You might want to look at <http://cappuccino.org/> for a javascript library
doing what you describe (disclaimer: also I've planned for some time to take a
look at it, I haven't got around to it yet)

------
EvilTrout
I have a huge amount of Sass files on my site (~140) and I can't recommend it
more. It makes my life a lot easier.

------
KevinMS
I wrote something like this a while ago and just got reamed by all the CSS
koolaid drinkers.

But unlike Sass it doesn't abandon the cascade, and things look a lot
simplier, at least to me. I guess because its in LUA it wasn't cool enough.

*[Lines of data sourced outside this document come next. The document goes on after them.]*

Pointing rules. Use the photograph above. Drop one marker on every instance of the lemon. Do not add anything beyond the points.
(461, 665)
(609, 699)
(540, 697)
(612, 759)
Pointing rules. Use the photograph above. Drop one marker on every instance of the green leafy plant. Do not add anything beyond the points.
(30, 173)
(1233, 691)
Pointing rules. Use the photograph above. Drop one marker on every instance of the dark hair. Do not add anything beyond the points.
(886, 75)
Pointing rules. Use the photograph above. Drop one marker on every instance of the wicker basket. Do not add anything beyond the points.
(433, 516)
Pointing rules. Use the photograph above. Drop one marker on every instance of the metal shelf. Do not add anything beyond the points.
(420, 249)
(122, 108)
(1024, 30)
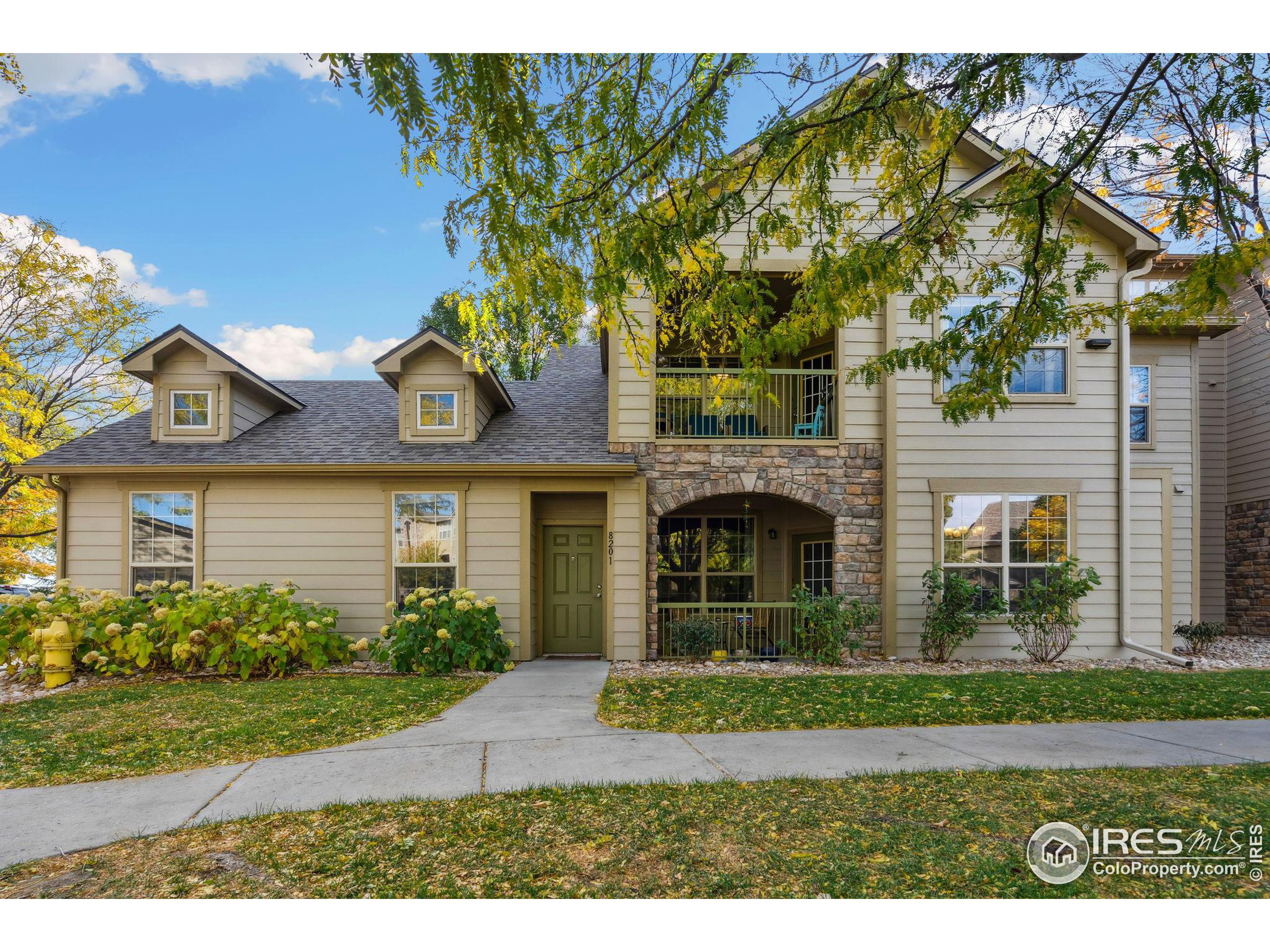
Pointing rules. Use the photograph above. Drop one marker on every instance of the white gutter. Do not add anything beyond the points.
(1126, 480)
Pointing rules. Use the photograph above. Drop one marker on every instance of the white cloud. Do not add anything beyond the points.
(67, 84)
(228, 69)
(125, 266)
(285, 352)
(63, 85)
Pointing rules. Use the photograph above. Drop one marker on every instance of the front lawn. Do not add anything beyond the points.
(136, 729)
(917, 834)
(706, 705)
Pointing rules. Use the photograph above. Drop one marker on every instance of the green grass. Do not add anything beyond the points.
(137, 729)
(920, 834)
(702, 705)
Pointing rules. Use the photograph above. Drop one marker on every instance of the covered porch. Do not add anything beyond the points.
(736, 559)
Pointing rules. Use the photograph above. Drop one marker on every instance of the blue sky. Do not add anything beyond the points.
(275, 194)
(259, 193)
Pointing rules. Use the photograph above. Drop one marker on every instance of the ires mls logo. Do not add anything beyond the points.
(1058, 853)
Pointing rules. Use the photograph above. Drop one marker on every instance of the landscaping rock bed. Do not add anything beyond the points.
(1227, 653)
(13, 692)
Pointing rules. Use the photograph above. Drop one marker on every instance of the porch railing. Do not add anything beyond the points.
(709, 403)
(745, 630)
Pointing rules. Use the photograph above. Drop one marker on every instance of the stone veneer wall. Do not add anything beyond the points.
(844, 483)
(1248, 568)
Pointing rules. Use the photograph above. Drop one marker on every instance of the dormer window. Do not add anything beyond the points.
(439, 411)
(191, 409)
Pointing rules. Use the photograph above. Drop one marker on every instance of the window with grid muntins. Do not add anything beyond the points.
(160, 537)
(705, 559)
(1004, 541)
(191, 408)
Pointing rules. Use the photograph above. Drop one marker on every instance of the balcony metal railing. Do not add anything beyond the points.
(745, 630)
(715, 404)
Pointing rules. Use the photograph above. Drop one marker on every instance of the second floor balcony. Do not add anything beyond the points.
(718, 404)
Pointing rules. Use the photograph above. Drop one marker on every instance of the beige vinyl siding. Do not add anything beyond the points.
(861, 419)
(1173, 416)
(1248, 402)
(860, 408)
(1212, 476)
(250, 409)
(328, 535)
(1033, 442)
(435, 370)
(1147, 541)
(492, 560)
(628, 524)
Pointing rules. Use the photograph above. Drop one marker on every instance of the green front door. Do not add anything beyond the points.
(572, 591)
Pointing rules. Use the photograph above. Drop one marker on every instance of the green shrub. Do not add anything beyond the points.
(694, 636)
(1199, 635)
(1043, 613)
(954, 608)
(827, 626)
(234, 630)
(437, 633)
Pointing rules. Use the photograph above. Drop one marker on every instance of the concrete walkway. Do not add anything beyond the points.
(536, 726)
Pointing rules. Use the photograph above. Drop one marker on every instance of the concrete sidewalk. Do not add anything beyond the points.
(536, 726)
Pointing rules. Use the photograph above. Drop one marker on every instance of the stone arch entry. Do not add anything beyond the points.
(846, 490)
(742, 484)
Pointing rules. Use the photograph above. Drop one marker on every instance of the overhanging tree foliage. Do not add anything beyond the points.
(65, 323)
(587, 179)
(501, 332)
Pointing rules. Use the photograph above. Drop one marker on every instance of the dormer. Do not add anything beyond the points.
(201, 394)
(443, 395)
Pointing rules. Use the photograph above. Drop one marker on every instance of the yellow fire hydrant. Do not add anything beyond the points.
(59, 665)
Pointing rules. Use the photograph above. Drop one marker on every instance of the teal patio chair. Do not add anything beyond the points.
(815, 429)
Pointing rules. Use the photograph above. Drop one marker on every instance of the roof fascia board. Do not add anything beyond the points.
(141, 362)
(409, 469)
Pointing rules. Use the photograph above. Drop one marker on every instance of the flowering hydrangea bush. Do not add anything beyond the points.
(436, 631)
(234, 630)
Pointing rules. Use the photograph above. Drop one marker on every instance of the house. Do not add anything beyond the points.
(609, 500)
(1234, 394)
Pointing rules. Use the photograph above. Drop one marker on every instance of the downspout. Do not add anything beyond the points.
(60, 540)
(1126, 484)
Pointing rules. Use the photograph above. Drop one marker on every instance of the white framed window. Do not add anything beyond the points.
(191, 409)
(437, 411)
(425, 542)
(1005, 540)
(1044, 370)
(705, 559)
(160, 537)
(1140, 404)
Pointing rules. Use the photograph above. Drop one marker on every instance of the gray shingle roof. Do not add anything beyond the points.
(561, 418)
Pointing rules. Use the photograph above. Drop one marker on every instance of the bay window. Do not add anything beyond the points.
(1140, 404)
(705, 559)
(1044, 368)
(191, 409)
(160, 537)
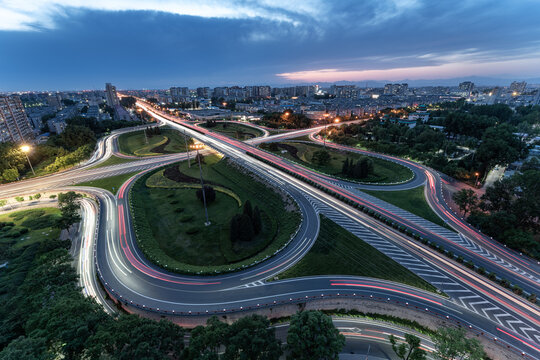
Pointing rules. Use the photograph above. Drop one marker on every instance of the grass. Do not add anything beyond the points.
(173, 218)
(21, 228)
(112, 183)
(237, 131)
(339, 252)
(113, 160)
(383, 171)
(168, 142)
(412, 200)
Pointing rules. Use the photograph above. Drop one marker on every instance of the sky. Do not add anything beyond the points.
(134, 44)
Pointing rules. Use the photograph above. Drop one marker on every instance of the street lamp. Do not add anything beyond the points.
(197, 147)
(187, 148)
(325, 115)
(26, 149)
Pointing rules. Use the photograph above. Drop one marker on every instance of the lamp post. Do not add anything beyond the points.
(326, 115)
(197, 147)
(187, 148)
(26, 149)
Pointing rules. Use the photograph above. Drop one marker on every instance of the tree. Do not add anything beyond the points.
(410, 349)
(345, 167)
(363, 168)
(499, 146)
(451, 343)
(10, 175)
(248, 209)
(252, 338)
(69, 209)
(209, 193)
(321, 157)
(312, 336)
(134, 337)
(256, 220)
(466, 200)
(206, 340)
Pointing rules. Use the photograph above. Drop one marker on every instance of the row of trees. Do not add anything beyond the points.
(287, 120)
(362, 169)
(509, 211)
(450, 343)
(151, 131)
(72, 146)
(46, 316)
(487, 130)
(245, 226)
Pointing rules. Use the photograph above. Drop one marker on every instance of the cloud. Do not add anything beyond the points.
(32, 15)
(523, 67)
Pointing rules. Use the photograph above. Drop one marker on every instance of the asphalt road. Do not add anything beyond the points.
(134, 281)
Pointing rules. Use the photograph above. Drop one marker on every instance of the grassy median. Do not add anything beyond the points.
(237, 131)
(112, 183)
(169, 141)
(169, 218)
(412, 200)
(25, 227)
(383, 171)
(339, 252)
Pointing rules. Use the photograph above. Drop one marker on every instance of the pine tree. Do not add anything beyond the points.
(248, 209)
(345, 168)
(256, 220)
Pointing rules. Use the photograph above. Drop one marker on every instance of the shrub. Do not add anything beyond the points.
(192, 230)
(186, 218)
(209, 194)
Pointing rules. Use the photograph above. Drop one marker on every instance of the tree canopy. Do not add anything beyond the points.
(312, 336)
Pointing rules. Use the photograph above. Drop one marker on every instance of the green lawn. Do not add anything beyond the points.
(338, 252)
(168, 142)
(21, 228)
(173, 218)
(113, 160)
(237, 131)
(383, 171)
(412, 200)
(112, 183)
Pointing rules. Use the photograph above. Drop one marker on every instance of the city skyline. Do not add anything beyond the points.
(60, 45)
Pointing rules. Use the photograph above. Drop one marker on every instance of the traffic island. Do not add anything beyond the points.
(249, 220)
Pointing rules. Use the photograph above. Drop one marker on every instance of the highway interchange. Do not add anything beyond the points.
(108, 246)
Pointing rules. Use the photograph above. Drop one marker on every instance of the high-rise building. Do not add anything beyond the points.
(203, 92)
(179, 93)
(54, 101)
(222, 91)
(466, 86)
(536, 100)
(344, 91)
(110, 93)
(14, 125)
(396, 89)
(518, 87)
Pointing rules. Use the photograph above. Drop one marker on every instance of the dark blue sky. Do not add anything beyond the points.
(72, 44)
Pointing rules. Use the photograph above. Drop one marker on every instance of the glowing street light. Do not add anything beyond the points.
(197, 147)
(26, 149)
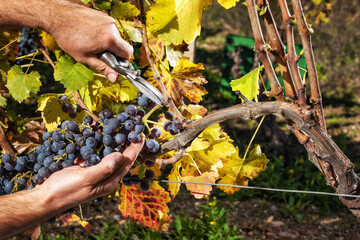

It did get the "one of the best of the month" at smashing magazine, whatever
that means.

Writing massive stylesheets made me write moonfall, and after I did that, I
found that its easier just to keep your css simple. And then I never needed
it.

Find it at <http://moonfall.org/>

------
beza1e1
My workflow in most projects:

1\. create .css file

2\. tweak pixel-positions via Firebug and instant preview

3\. write final positions into .css file

Firebug nicely display the line number of the css rule to tweak. This isn't
possible with something like Sass, so i assume it would slow me down.

This instant preview tweaking with Firebug is even more important with legacy
CSS to find the position where a certain value is set. I can't think of a way
to do that with Sass.

------
ars
This is really cool, I may start using Sass (but probably not Compass), but it
doesn't really solve the argument.

There are many things that tables can do that CSS just can't (or that take
much longer).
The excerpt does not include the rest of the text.